On accuse facilement les divertissements commerciaux, la télévision, le téléphone portable, la tablette, les jeux vidéo. Les coupables sont faciles à mettre en accusation. Privons-les de cette électronique et tout rentrera dans l’ordre. Aucun parent ne le fera, bien sûr, mais il est rassurant de pouvoir imaginer qu’une solution simple et radicale existe.

Sortir de la résignation

Nous devons cependant imaginer que les ados possèdent leur rationalité, en dépit de leur comportement qui nous paraît si souvent contraire à leurs propres intérêts. Ils agissent en fonction de leur environnement, des contraintes qui pèsent sur eux et de leurs besoins d’êtres humains qui grandissent et découvrent la sexualité. S’ils abandonnent la lecture, ce n’est pas seulement parce qu’ils sont influencés par des camarades idiots ou  séduits par des plaisirs faciles.

Quand ils atteignent l’âge de 12 ans, celui de la cinquième, c’est leur autonomie même qui leur permet de s’affranchir des suggestions trop bien intentionnées des prescripteurs. Que les adultes l’acceptent ou non, ils abandonnent les livres sages que leurs parents leur offraient, les pensums approuvés par l’Éducation nationale et la sélection « littérature de jeunesse » de la bibliothèque municipale. Devenus des consommateurs, souvent comme leurs parents, ils réclament une liberté de choix, même si cette liberté les amène à délaisser la bonne littérature au profit de Facebook.
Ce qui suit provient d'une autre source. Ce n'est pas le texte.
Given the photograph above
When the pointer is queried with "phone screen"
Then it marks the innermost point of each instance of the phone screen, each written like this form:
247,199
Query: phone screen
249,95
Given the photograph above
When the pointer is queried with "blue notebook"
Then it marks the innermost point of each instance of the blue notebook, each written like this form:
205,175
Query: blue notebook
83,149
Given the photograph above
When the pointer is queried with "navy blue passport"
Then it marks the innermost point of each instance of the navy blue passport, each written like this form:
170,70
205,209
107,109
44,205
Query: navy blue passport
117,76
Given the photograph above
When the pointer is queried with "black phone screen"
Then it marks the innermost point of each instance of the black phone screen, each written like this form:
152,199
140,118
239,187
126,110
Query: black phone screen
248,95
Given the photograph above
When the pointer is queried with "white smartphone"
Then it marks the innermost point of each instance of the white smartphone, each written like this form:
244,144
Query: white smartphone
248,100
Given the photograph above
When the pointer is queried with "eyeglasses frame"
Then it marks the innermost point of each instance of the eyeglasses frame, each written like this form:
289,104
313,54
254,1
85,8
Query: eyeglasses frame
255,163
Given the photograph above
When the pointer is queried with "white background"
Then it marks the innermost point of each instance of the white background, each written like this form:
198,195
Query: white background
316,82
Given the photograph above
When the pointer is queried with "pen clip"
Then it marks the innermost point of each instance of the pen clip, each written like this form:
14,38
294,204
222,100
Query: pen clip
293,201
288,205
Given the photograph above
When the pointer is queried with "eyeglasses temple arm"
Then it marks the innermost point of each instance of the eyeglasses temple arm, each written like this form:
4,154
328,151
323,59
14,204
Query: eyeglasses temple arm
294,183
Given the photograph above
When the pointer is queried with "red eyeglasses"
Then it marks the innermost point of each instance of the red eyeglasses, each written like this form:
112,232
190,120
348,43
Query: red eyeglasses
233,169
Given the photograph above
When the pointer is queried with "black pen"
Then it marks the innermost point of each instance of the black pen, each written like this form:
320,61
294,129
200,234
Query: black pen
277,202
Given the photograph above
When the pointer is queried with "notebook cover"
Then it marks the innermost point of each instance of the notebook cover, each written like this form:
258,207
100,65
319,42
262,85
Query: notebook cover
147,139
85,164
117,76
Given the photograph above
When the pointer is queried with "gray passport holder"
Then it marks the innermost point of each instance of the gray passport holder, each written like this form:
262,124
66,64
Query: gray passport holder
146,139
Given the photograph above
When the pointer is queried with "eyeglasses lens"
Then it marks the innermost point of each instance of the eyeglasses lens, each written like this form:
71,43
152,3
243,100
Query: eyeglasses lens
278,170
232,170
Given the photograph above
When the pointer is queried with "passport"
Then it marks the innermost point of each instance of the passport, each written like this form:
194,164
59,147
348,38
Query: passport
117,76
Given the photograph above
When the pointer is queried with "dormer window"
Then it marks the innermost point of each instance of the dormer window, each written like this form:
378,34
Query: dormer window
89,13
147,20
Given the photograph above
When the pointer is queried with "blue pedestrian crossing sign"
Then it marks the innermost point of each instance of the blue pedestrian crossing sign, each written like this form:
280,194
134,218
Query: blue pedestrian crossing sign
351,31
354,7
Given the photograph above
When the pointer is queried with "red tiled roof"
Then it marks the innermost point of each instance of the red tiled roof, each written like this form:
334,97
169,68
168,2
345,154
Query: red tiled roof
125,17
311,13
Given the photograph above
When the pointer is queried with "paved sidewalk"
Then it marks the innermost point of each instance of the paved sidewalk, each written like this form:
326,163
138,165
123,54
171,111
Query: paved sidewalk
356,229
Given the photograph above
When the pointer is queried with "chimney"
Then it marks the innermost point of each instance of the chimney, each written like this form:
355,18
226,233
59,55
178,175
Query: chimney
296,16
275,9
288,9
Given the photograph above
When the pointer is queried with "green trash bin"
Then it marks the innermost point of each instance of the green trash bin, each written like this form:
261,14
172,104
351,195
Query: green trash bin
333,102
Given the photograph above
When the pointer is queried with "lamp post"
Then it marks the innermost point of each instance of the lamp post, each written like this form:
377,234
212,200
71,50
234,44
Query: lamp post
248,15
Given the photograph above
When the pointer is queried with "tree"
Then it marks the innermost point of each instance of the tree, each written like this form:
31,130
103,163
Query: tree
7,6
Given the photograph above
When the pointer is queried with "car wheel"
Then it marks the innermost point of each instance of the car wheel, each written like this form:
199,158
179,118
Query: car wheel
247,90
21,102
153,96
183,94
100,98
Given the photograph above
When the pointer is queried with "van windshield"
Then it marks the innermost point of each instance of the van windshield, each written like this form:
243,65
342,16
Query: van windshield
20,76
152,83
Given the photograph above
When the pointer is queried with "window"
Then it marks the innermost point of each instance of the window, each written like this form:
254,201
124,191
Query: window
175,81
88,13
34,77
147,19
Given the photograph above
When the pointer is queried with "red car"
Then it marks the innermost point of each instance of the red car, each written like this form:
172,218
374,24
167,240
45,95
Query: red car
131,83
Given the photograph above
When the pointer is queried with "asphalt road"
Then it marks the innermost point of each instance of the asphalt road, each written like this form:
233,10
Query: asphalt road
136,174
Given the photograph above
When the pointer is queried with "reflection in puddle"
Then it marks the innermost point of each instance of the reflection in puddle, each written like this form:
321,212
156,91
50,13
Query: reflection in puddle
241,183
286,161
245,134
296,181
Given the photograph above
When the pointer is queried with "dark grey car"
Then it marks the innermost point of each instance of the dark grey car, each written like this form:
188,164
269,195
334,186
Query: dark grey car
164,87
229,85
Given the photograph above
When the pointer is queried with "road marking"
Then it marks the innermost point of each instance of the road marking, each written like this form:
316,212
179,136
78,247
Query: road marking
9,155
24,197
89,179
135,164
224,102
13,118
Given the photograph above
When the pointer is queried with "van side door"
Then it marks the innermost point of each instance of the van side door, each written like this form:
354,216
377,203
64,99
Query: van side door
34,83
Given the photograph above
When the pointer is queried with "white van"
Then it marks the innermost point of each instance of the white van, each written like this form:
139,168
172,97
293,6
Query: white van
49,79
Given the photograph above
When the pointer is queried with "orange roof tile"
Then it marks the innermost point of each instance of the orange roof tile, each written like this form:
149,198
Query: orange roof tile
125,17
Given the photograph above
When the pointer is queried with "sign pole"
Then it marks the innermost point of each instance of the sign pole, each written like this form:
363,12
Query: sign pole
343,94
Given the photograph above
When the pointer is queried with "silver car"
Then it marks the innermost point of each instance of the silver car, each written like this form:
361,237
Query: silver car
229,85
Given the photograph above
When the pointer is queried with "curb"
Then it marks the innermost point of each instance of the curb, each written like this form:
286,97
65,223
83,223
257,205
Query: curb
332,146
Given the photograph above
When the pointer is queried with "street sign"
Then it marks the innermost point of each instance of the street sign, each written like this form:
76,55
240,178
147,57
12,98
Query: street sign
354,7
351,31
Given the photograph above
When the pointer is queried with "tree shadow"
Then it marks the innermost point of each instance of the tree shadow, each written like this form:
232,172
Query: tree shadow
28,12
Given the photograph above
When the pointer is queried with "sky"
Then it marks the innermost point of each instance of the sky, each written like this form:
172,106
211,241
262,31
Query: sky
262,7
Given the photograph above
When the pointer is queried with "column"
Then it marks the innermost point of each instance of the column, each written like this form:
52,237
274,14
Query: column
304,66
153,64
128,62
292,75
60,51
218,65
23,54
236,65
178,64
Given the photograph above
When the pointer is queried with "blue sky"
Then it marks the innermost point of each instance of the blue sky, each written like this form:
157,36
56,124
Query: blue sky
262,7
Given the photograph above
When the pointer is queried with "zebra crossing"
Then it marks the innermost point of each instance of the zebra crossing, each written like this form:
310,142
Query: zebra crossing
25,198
Le succès universel de la série Harry Potter ou des romans de vampires montre pourtant que la lecture peut passionner les ados même après 17 ans. Il suffit pour cela qu’ils y trouvent un intérêt personnel. Consommateurs d’histoires, ils sont prêts à conserver leurs habitudes de lecteurs si cela leur apporte des satisfactions en rapport avec leur âge et leurs préoccupations. Évidemment, tous les parents n’aiment pas voir leur fille absorbée dans la lecture d’un bouquin de « chick-lit », ou leur garçon dans celle d’un manga. Mais il faut savoir ce qu’on veut : si la lecture est bonne en soi, celle d’un polar ou du Guide du zizi sexuel l’est aussi.

Des consommateurs ?

Il est possible que cette entrée de nos ados dans la société de consommation ne nous plaise pas. Je ne parle pas ici des parents qui refusent à leur enfants ce qu’ils s’accordent à eux-même, mais de ceux qui ne cèdent pas aux sirènes des marchandes et rêvent de convertir leur progéniture à ces idées critiques. Les alternatives existent, mais elles impliquent surtout d’insérer l’ado dans une communauté de jeunes de son âge partageant les mêmes valeurs. La lecture, en tout cas, ne possède pas à elle seule le pouvoir de protéger l’enfant de la liberté souvent délétère que lui offrent les industries du loisir.

L’enfant qui lit, objet de tant de fantasmes, ne dure que le temps de la domination des adultes. Nous devons être capables de renoncer à l’image quand l’enfant atteint l’âge de choisir. Quels que soient les dangers de la liberté, elle est toujours préférable à la servilité ou à l’oppression. Si nous voulons que nos enfants lisent après douze ans, nous devons leur donner envie de le faire.